Dining Out
So, you don’t like olive oil? Then Croatia is the land of bread. Bread eaten without any adornment of any description. I had eaten 34 loaves in the first 7 days. Towards the end, I have eaten my body weight in bread. There is every chance I won’t be able to go to the loo until 2016. Then there will be an explosion – sort of like Aliens, but with dough.
The Cro restaurant does have some choice: pizza, meat, seafood, bread. At times they will mix some rice with the meat/seafood and call it risotto. At other times meat is stuck to pasta with either oil or cream, usually in combination with tomato.
Want a salad? Lettuce and tomatoes bobbing in olive oil, with some splashes of vinegar to add interest.
Grilled meat/fish? Not a problem – first let’s marinade it in oil for 2 days before we put it on the grill.
Soup? Meat, mushroom or tomato – with olive oil as the ‘stock’.
I have discovered that it goes with everything – put it in an atomiser and splash it around your hot points, very useful for those dates with the boys from Split, Zagreb etc. They will be sucking on your neck with all the enthusiasm of Dracula.

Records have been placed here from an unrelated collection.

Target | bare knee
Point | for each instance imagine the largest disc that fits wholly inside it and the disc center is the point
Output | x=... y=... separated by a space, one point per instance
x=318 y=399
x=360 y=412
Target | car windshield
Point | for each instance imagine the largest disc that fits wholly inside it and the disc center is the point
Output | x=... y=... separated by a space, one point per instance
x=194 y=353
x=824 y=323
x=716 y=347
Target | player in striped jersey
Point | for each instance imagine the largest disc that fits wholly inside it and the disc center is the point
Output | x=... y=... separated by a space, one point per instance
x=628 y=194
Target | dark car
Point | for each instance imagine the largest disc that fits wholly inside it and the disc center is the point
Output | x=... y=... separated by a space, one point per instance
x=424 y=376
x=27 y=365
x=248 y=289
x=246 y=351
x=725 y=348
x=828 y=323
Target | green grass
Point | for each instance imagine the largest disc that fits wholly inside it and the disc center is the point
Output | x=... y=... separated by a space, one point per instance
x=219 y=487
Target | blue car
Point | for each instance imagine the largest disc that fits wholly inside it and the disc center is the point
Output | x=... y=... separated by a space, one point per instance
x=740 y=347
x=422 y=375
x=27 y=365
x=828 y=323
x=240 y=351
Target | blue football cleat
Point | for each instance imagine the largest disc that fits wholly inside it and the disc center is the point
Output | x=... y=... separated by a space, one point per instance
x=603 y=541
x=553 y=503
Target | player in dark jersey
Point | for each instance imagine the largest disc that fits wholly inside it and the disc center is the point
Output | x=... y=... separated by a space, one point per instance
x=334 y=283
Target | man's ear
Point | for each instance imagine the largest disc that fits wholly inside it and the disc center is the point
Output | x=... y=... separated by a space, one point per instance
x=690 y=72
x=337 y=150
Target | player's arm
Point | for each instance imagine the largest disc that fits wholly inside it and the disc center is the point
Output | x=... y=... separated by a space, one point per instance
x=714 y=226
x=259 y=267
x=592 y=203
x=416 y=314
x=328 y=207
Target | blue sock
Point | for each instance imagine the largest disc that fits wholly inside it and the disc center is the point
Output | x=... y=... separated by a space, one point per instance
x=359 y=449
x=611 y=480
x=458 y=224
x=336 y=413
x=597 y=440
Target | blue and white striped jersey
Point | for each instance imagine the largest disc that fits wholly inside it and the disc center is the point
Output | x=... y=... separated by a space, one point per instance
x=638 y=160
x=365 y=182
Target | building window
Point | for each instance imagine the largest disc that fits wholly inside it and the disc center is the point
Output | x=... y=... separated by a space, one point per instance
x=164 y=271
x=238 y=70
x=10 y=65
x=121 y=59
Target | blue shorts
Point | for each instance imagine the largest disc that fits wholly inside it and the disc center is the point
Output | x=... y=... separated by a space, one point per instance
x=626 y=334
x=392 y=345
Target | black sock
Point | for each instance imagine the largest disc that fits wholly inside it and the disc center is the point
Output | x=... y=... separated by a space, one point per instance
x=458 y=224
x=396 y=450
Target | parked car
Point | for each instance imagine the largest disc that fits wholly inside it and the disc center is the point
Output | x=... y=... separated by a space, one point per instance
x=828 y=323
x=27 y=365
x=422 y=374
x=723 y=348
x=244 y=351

From Zagreb to Dubrovnik and every stop in between, the food has been the same. Whilst predictability can be charming (Cro-man is a case in point), in food, this level of predictability is only going to end in either starvation, or a catastrophic colonic event. Volcano over Iceland – that’s nothing compared to what could happen in the air over Frankfurt.
Knik-knaks
If any of you are looking to buy statues of rabbits pulling carts full of flowers or extravagant plastic lace placemats in all the colours of the rainbow – then get on-line and visit Ikea Cro-style (just type in Crokea and there are hundreds of outlets).
I’ve become a little paranoid when I wake up at night. There is usually just enough moonlight to make the little glass eyes of goats and donkeys and little boys dressed in red felt waistcoats, glow like the hot coals of Hades. Its all very Chucky/Amityville Horror: you know, Tupperware meets Stephen King.
And there are so many of them. I’ve decided that the knik-knak was invented in Croatia. They have reached the apex of excellence in turning any life-form into a plastic artefact – very bit of greenery and flower I have ever seen and quite a few that I haven’t (nor has anybody else in the known universe).
And I didn’t realise that cows can be pink with panniers strapped to their backs filled with fruit and nuts. And purple, green, orange and blue work well when they are used to weave a plastic table runner that is then framed and hung on the bedroom wall. I’ve discovered that such art really does work well with fuschia bedspreads covered in brown cabbage roses.
Part of me (the one that liked my nan’s dunny doll when I was 6) is glad the knik-knak lives on in such abundance. Another part of me is heading home to throw out anything that has more plastic than the average bottle top.